What is the difference between RMS and average?+
Arithmetic mean = sum ÷ count. RMS = √(sum of squares ÷ count). RMS ≥ AM for all real values. For data with both positive and negative values (like AC waveforms), arithmetic mean may be zero while RMS is non-zero and meaningful. RMS weighs large values more heavily because it squares before averaging.
What does RMS² = Mean² + Variance mean?+
This follows from the variance identity: Var = E[x²] − (E[x])², rearranged to E[x²] = Mean² + Var. Since RMS² = E[x²], we get RMS² = Mean² + Variance. Practically: if you know mean = 3 and SD = 4, then RMS = √(3²+4²) = √25 = 5. RMS captures both the mean level and the spread.
When is RMS used in engineering?+
RMS is used for: AC circuit analysis (V_rms for power calculations), audio signal levels (dBu/dBV reference V_rms), vibration analysis (RMS acceleration for machinery health monitoring), noise floor in electronics (RMS noise voltage in nV/√Hz), and data science (RMSE for model accuracy). It is the correct average whenever the physical quantity involves power or squared terms.

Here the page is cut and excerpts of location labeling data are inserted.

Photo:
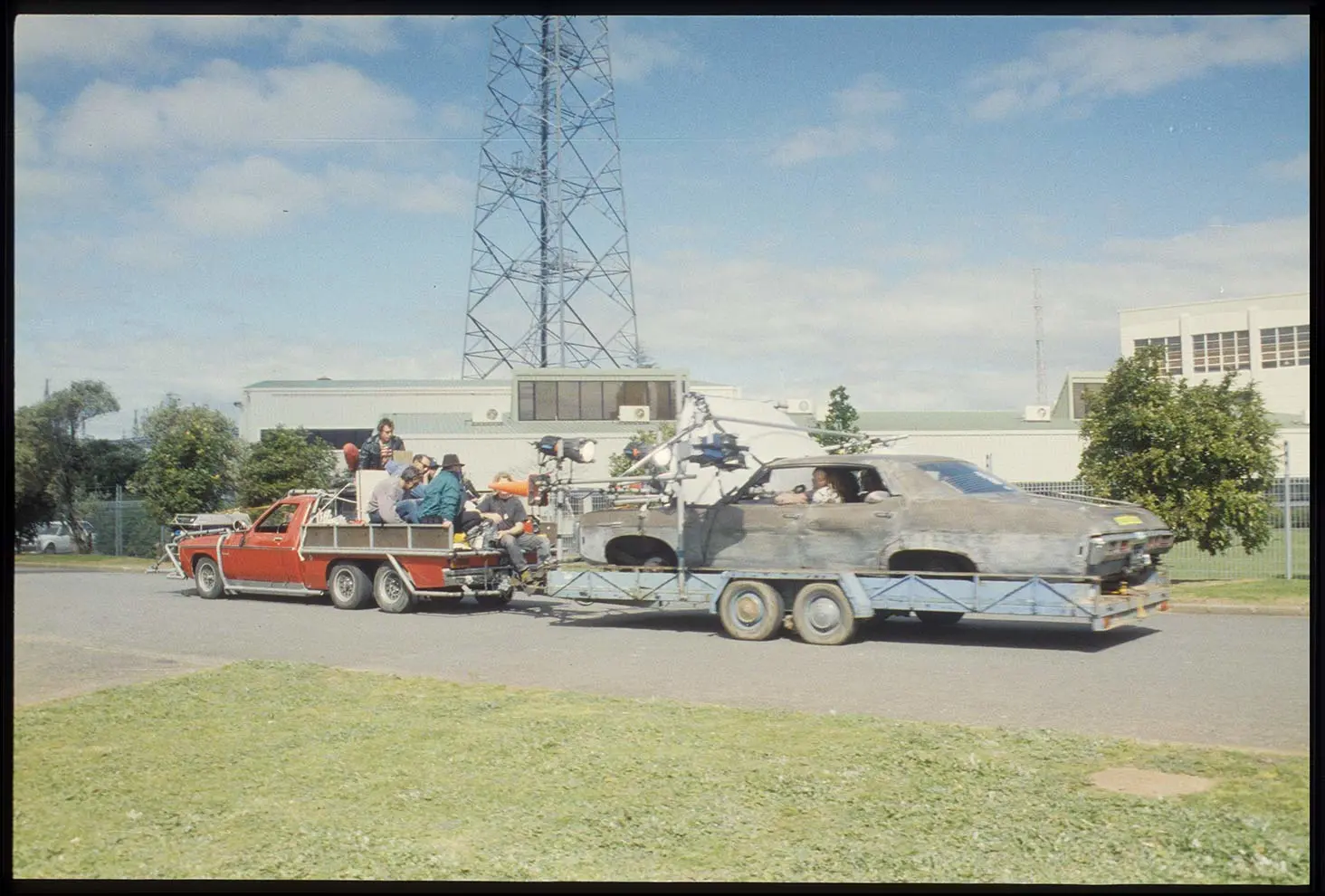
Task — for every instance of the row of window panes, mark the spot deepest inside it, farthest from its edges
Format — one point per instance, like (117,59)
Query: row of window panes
(1216,351)
(1173,359)
(1282,346)
(1285,346)
(594,399)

How do I convert peak voltage to RMS?+
For a sine wave: V_rms = V_peak / √2 ≈ 0.7071 × V_peak. For a square wave: V_rms = V_peak. For a triangle wave: V_rms = V_peak / √3 ≈ 0.5774 × V_peak. Example: a 20V peak sine wave delivers 20/√2 ≈ 14.14V RMS, giving 14.14²/8 ≈ 25W into an 8Ω load.

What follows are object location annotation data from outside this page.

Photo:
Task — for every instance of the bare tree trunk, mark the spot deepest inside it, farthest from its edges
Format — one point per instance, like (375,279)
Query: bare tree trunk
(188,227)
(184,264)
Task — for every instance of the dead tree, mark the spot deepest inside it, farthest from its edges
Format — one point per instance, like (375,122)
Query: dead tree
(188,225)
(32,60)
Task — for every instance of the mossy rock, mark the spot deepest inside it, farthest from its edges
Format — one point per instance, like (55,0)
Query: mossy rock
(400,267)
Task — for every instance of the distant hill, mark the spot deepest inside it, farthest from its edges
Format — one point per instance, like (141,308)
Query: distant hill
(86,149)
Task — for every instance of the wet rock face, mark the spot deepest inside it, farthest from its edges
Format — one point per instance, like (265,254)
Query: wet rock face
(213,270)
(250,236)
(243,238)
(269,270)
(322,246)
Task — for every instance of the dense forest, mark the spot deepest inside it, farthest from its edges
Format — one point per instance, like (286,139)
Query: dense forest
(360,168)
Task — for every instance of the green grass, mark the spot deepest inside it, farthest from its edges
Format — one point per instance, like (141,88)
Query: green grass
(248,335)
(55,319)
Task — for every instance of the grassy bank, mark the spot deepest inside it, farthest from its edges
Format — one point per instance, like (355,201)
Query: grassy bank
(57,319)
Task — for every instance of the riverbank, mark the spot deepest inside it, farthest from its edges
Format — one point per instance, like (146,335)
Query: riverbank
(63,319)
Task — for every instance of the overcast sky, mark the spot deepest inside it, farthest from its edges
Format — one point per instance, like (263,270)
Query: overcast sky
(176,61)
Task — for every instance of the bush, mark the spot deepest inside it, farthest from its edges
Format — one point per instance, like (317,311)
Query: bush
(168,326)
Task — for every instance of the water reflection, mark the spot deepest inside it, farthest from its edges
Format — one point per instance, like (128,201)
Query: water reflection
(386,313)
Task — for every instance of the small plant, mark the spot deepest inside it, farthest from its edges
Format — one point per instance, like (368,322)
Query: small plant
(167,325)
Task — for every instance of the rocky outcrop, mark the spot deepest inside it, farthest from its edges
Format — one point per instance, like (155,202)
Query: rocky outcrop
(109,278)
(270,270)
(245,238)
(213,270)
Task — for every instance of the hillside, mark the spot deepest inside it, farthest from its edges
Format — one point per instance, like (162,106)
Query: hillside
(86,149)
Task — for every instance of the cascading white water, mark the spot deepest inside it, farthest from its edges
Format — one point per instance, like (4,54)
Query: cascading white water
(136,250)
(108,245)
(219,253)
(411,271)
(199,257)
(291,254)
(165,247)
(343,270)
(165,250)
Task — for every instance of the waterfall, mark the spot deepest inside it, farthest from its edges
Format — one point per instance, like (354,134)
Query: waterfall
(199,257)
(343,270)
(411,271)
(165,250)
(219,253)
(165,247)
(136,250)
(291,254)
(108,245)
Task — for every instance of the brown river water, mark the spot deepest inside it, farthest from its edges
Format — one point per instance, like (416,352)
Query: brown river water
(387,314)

What is the RMS of a sine wave?+
For a sine wave sin(t) with amplitude A: RMS = A/√2 ≈ 0.707A. The average absolute value is 2A/π ≈ 0.637A. Form factor = RMS/Average = π/(2√2) ≈ 1.1107. These are fundamental constants in AC analysis. For a 50Hz, 230V RMS mains supply, the peak amplitude is 230√2 ≈ 325V.

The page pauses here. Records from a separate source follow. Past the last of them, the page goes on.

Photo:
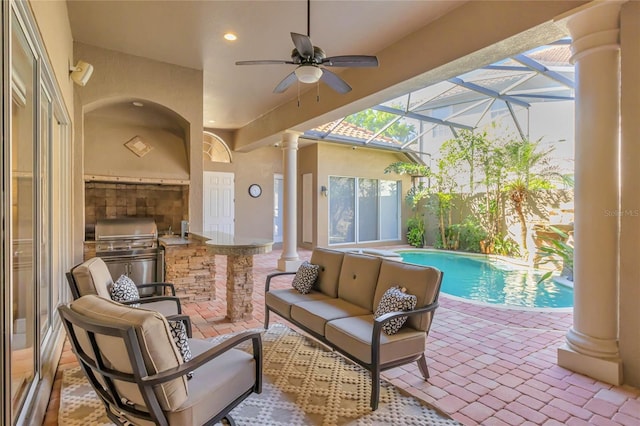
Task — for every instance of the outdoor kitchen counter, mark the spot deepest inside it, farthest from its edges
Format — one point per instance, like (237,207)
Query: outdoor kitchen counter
(190,267)
(239,252)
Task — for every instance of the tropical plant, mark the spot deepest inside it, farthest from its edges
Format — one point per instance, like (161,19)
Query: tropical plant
(529,173)
(505,246)
(558,247)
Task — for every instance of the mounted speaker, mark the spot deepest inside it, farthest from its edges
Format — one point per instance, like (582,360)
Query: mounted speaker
(81,73)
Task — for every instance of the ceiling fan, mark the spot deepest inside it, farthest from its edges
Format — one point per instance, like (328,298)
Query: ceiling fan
(311,61)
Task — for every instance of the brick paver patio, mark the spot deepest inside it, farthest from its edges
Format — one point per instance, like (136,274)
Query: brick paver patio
(489,365)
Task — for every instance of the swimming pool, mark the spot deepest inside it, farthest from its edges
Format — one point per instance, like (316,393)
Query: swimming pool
(492,281)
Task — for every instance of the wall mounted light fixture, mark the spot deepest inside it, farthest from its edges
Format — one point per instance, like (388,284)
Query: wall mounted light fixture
(81,73)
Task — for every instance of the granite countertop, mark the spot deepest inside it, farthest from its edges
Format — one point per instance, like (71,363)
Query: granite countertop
(174,240)
(221,243)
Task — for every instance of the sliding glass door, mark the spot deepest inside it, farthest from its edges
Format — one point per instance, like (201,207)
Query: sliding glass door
(363,210)
(35,215)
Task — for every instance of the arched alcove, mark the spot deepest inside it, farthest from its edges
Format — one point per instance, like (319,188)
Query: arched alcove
(215,148)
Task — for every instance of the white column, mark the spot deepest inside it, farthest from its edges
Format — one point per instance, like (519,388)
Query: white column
(289,260)
(630,193)
(592,343)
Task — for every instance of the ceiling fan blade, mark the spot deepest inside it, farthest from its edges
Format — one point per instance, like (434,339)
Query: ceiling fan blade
(335,82)
(303,45)
(285,83)
(263,62)
(351,61)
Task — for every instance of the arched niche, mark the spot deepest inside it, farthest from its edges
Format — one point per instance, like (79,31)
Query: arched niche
(215,149)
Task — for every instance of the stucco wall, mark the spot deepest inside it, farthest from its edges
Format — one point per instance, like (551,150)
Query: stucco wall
(339,160)
(106,154)
(118,77)
(53,23)
(254,216)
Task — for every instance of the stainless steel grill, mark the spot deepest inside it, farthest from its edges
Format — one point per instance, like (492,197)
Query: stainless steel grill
(129,246)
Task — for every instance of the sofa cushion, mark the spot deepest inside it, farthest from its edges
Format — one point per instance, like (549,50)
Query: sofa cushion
(421,281)
(353,335)
(280,301)
(395,299)
(233,373)
(330,262)
(306,277)
(314,315)
(158,349)
(358,278)
(124,290)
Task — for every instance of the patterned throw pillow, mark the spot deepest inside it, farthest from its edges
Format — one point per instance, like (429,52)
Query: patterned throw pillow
(179,334)
(124,290)
(393,300)
(306,277)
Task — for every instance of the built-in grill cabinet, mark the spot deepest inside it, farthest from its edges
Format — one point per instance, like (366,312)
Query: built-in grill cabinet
(129,246)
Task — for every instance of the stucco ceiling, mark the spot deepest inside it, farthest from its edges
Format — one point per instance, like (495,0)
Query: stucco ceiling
(190,34)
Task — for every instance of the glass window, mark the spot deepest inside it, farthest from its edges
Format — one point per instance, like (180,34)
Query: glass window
(374,208)
(389,210)
(368,217)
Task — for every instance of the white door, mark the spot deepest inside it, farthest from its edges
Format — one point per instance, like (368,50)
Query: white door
(218,202)
(278,194)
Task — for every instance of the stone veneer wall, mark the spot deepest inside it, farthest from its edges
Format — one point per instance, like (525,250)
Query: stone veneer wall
(167,204)
(192,270)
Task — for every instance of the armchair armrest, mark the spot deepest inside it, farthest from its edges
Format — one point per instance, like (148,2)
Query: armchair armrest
(185,319)
(210,354)
(273,275)
(152,299)
(159,285)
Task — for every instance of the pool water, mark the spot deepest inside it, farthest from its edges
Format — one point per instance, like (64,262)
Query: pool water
(492,281)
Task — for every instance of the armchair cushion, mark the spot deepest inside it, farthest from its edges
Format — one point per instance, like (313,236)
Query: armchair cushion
(124,290)
(355,333)
(393,300)
(306,277)
(93,277)
(158,349)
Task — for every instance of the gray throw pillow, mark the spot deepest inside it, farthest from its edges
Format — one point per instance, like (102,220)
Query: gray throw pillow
(179,334)
(306,277)
(393,300)
(124,290)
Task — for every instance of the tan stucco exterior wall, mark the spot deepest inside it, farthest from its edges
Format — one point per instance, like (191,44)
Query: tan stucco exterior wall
(325,160)
(118,77)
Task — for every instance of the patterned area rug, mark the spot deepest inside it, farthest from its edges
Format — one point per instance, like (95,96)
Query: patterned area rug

What is RMSE (Root Mean Square Error)?+
RMSE = √(Σ(predicted − actual)² / n). It measures prediction error in machine learning and statistics. RMSE penalizes large errors more than MAE (Mean Absolute Error) because errors are squared before averaging. RMSE has the same units as the target variable, making it more interpretable than Mean Squared Error (MSE).
How do I calculate RMS in Excel?+
Use =SQRT(SUMSQ(A1:A10)/COUNT(A1:A10)). For AC voltage from peak: =A1/SQRT(2). For RMSE: =SQRT(SUMPRODUCT((actual-predicted)^2)/COUNT(actual)). There is no built-in GEOMEAN-like function for RMS, but SUMSQ combined with COUNT and SQRT handles any list cleanly.
Why is RMS called the quadratic mean?+
RMS is a special case of the power mean with exponent p=2 (squaring = quadratic). The power mean family: HM (p=−1) ≤ GM (p→0) ≤ AM (p=1) ≤ RMS (p=2). So RMS is always the largest common mean for positive values. The name 'quadratic mean' emphasizes the squaring step that distinguishes it from arithmetic mean.